15 and so to be plague [the] horse [the] mule [the] camel and [the] donkey and all [the] animal which to be in/on/with camp [the] they(masc.) like/as plague [the] this
Alzo zal ook de plage der paarden, der muildieren, der kemelen, en der ezelen, en aller beesten zijn, die in diezelve heirlegers geweest zullen zijn, gelijk gener plage geweest is.
16 and to be all [the] to remain from all [the] nation [the] to come (in): come upon Jerusalem and to ascend: rise from sufficiency year in/on/with year to/for to bow to/for king LORD Hosts and to/for to celebrate [obj] feast [the] booth
En het zal geschieden, dat al de overgeblevenen van alle heidenen, die tegen Jeruzalem zullen gekomen zijn, die zullen van jaar tot jaar optrekken om aan te bidden den Koning, den HEERE der heirscharen, en om te vieren het feest der loofhutten.
17 and to be which not to ascend: rise from with family [the] land: country/planet to(wards) Jerusalem to/for to bow to/for king LORD Hosts and not upon them to be [the] rain
En het zal geschieden, zo wie van de geslachten der aarde niet zal optrekken naar Jeruzalem, om den Koning, den HEERE der heirscharen, te aanbidden, zo zal er over henlieden geen regen wezen.
18 and if family Egypt not to ascend: rise and not to come (in): come and not upon them to be [the] plague which to strike LORD [obj] [the] nation which not to ascend: rise to/for to celebrate [obj] feast [the] booth
En indien het geslacht der Egyptenaren, over dewelke de regen niet is, niet zal optrekken noch komen, zo zal die plage over hen zijn, met dewelke de HEERE die heidenen plagen zal, die niet optrekken zullen, om te vieren het feest der loofhutten.
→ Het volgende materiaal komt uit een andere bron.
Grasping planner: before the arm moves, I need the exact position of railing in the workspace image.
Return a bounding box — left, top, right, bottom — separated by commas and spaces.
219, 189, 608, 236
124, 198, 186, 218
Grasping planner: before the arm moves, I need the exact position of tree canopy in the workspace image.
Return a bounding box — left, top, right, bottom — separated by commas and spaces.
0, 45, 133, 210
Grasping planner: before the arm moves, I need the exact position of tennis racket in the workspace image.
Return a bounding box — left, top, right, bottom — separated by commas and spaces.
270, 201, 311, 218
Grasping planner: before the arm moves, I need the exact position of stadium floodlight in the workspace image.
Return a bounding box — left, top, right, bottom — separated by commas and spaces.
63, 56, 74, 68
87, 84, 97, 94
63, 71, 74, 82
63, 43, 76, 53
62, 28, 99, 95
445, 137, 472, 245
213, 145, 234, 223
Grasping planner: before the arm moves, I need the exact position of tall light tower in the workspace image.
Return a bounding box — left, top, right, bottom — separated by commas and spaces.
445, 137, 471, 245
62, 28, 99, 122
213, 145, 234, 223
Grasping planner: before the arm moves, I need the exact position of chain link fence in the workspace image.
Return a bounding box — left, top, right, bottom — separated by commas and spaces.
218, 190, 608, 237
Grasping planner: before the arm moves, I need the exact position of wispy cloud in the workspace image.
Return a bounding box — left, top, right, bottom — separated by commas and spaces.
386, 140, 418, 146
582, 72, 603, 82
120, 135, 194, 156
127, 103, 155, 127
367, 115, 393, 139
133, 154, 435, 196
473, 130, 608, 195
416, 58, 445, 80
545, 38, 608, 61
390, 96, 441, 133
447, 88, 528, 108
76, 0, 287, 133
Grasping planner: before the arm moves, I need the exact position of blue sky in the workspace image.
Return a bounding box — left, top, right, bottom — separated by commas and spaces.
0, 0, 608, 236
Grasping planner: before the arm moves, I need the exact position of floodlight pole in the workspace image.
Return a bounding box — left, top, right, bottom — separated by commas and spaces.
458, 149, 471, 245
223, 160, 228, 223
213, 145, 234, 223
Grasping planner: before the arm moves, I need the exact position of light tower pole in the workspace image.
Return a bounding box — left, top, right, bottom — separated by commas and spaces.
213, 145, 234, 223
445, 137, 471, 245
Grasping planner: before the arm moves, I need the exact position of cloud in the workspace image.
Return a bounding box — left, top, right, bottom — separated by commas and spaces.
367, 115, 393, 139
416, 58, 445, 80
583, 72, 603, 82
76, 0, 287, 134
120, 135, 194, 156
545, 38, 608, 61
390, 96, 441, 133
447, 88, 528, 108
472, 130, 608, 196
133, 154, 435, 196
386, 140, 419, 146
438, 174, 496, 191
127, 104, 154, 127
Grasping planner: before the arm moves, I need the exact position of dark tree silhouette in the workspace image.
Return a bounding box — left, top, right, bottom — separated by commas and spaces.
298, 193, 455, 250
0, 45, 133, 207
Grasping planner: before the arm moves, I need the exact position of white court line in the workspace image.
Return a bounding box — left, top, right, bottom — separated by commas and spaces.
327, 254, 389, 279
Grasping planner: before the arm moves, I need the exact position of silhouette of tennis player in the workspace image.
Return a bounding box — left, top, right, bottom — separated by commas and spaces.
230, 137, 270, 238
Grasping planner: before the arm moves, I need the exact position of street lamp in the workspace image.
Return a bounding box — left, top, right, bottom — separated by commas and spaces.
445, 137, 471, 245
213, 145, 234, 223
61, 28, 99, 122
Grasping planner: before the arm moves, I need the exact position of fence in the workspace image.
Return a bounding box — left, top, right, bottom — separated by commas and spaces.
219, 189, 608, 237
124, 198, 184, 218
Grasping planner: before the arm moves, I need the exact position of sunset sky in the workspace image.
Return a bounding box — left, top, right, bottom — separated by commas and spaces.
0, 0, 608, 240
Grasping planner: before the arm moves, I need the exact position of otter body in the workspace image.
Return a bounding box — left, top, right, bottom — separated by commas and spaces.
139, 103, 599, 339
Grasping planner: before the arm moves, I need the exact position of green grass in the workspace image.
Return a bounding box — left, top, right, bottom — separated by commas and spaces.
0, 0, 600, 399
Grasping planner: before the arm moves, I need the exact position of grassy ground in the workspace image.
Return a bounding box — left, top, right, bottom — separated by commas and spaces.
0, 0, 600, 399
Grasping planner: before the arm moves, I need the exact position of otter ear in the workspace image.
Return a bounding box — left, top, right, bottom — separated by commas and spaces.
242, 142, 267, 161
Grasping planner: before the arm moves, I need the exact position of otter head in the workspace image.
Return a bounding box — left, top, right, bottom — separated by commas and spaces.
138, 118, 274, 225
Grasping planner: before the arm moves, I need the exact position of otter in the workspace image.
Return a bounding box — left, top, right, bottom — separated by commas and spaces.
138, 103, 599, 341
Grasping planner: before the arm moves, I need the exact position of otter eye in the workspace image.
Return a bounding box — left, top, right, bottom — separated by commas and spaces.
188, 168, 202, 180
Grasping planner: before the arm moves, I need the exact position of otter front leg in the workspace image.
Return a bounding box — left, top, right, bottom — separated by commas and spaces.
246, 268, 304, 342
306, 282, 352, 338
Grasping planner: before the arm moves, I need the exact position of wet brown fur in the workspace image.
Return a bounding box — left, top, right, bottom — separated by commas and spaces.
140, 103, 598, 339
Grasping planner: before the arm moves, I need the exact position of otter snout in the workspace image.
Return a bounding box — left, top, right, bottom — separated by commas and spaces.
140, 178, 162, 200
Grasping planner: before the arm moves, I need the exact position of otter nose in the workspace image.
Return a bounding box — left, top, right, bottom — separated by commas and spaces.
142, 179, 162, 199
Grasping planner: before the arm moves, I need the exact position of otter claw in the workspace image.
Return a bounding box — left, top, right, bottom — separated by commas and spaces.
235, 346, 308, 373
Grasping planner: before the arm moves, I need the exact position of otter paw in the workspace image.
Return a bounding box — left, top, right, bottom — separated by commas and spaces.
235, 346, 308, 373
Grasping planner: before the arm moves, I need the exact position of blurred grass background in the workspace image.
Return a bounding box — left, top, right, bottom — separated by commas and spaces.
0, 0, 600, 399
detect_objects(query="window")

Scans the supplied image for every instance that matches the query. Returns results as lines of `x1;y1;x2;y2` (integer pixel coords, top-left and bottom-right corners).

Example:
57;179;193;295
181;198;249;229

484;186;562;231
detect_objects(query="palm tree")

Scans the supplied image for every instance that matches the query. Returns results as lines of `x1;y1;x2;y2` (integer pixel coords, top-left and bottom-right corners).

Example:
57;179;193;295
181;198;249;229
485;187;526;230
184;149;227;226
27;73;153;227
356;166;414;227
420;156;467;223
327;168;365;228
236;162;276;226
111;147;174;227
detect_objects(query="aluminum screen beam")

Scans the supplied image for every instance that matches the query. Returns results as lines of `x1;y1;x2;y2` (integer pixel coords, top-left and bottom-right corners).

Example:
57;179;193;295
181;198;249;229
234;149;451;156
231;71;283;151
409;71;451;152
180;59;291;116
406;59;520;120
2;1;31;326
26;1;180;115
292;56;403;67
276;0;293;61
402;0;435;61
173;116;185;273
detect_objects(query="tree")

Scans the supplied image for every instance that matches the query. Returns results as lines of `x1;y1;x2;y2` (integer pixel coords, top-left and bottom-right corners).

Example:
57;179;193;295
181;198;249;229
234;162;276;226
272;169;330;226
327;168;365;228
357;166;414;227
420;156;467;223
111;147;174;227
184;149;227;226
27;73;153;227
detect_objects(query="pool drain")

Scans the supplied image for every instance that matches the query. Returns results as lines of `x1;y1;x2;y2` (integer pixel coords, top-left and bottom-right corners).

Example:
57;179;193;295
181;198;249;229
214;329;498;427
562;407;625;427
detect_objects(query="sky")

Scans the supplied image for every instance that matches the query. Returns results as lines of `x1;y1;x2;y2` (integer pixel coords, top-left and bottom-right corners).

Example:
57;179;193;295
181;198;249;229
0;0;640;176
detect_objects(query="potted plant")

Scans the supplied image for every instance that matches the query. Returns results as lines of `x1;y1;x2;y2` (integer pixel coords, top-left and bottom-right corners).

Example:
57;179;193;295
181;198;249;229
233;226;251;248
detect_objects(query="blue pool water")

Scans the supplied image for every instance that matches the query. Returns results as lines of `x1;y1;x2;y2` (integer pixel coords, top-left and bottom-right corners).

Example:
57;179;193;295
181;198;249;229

19 this to be sin: punishment Egypt and sin: punishment all [the] nation which not to ascend: rise to/for to celebrate [obj] feast [the] booth
Dit zal de zonde der Egyptenaren zijn, mitsgaders de zonde aller heidenen, die niet optrekken zullen, om te vieren het feest der loofhutten.
20 in/on/with day [the] he/she/it to be upon bell [the] horse holiness to/for LORD and to be [the] pot in/on/with house: temple LORD like/as bowl to/for face: before [the] altar
Te dien dage zal op de bellen der paarden staan: De HEILIGHEID DES HEEREN. En de potten in het huis des HEEREN zullen zijn als de sprengbekkens voor het altaar;
21 and to be all pot in/on/with Jerusalem and in/on/with Judah holiness to/for LORD Hosts and to come (in): come all [the] to sacrifice and to take: take from them and to boil in/on/with them and not to be merchant still in/on/with house: temple LORD Hosts in/on/with day [the] he/she/it
Ja, al de potten in Jeruzalem en in Juda zullen den HEERE der heirscharen heilig zijn, zodat allen, die offeren willen, zullen komen, en van dezelve nemen, en in dezelve koken; en er zal geen Kanaaniet meer zijn, in het huis des HEEREN der heirscharen, te dien dage.